Abstract

Either spontaneous or induced delivery before a gestational age of 39 weeks is associated with an increased risk of adverse neonatal outcomes. A significant proportion of induced early-term (37–38 weeks) deliveries are elective and not medically indicated. There has been a national effort to reduce early-term deliveries through implementation of a policy limiting elective delivery before 39 weeks of gestation. After implementation of this policy, several studies reported initial success at shifting the timing of elective delivery at individual hospitals and large regions. However, the effect of this policy on neonatal outcomes has not been fully evaluated. This retrospective cohort study investigated the effectiveness of a new institutional policy limiting elective delivery before 39 weeks of gestation on obstetric practice and neonatal outcomes at a large regional medical center. Outcomes for term singleton deliveries were compared for a period 2 years before and 2 years after implementation of the new policy.
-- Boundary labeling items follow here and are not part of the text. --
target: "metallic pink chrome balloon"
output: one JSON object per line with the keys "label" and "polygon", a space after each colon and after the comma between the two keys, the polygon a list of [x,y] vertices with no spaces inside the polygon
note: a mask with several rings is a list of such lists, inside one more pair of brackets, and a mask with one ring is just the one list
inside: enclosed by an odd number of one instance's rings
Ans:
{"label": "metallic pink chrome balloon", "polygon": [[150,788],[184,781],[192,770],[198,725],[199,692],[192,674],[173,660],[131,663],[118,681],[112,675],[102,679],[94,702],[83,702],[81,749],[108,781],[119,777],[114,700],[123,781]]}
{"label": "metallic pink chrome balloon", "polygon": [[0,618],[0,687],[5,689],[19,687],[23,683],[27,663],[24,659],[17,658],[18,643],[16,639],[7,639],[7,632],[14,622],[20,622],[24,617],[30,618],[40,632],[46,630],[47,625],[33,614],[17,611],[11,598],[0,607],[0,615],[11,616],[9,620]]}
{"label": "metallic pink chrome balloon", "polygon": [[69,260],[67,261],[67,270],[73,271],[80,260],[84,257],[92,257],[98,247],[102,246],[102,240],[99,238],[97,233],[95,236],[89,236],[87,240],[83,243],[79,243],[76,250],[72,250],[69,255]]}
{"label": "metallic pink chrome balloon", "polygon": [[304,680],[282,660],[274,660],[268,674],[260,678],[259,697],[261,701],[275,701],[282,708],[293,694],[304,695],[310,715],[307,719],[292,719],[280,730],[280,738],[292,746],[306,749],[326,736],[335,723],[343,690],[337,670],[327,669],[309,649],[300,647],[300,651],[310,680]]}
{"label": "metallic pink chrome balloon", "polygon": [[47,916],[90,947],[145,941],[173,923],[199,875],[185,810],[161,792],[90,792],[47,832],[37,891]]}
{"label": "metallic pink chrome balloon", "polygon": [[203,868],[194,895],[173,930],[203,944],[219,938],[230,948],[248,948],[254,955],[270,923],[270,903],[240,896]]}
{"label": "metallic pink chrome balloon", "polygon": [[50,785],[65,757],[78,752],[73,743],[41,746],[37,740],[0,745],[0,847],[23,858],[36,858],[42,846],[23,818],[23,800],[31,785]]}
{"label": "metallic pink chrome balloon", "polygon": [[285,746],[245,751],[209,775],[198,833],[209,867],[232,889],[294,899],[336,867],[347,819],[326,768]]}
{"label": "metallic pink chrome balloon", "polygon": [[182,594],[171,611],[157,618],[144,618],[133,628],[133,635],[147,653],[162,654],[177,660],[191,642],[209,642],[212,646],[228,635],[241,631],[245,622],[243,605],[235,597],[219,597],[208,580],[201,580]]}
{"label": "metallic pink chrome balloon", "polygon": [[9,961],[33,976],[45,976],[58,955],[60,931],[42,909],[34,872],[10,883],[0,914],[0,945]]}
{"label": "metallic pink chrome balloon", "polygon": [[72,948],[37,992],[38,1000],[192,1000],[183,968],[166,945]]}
Data on medical risk factors for outcomes of interest were obtained from electronic obstetrical records. The study cohort included 12,015 term singleton live births that occurred before implementation and 12,013 after implementation of the policy. The overall percentage of deliveries before 39 weeks of gestation was decreased from 33.1% before to 26.4% after implementation (P < 0.001); the greatest difference was found among women with induced labor and repeat cesarean delivery. After intervention, there was also a significant reduction in the proportion of term live-birth infants admitted to the neonatal intensive care unit: 1116 admissions (9.29%) before and 1027 (8.55%) after (P = 0.044). However, after implementation, there was an 11% increase in the adjusted odds of birth weight >4000 g (odds ratio, 1.11; 95% confidence interval, 1.01–1.22), as well as an increase in stillbirths at 37 and 38 weeks' gestation, from 2.5 to 9.1 per 10,000 term pregnancies (relative risk, 3.67; 95% confidence interval, 1.02–13.15, P = 0.032). These findings demonstrate that implementation of an institutional policy limiting elective delivery before 39 weeks of gestation is effective in changing the timing of term deliveries. However, examination of the data reveals an increase in the rate of macrosomia and stillbirth in contrast to the reduction in neonatal intensive care unit admissions after the intervention.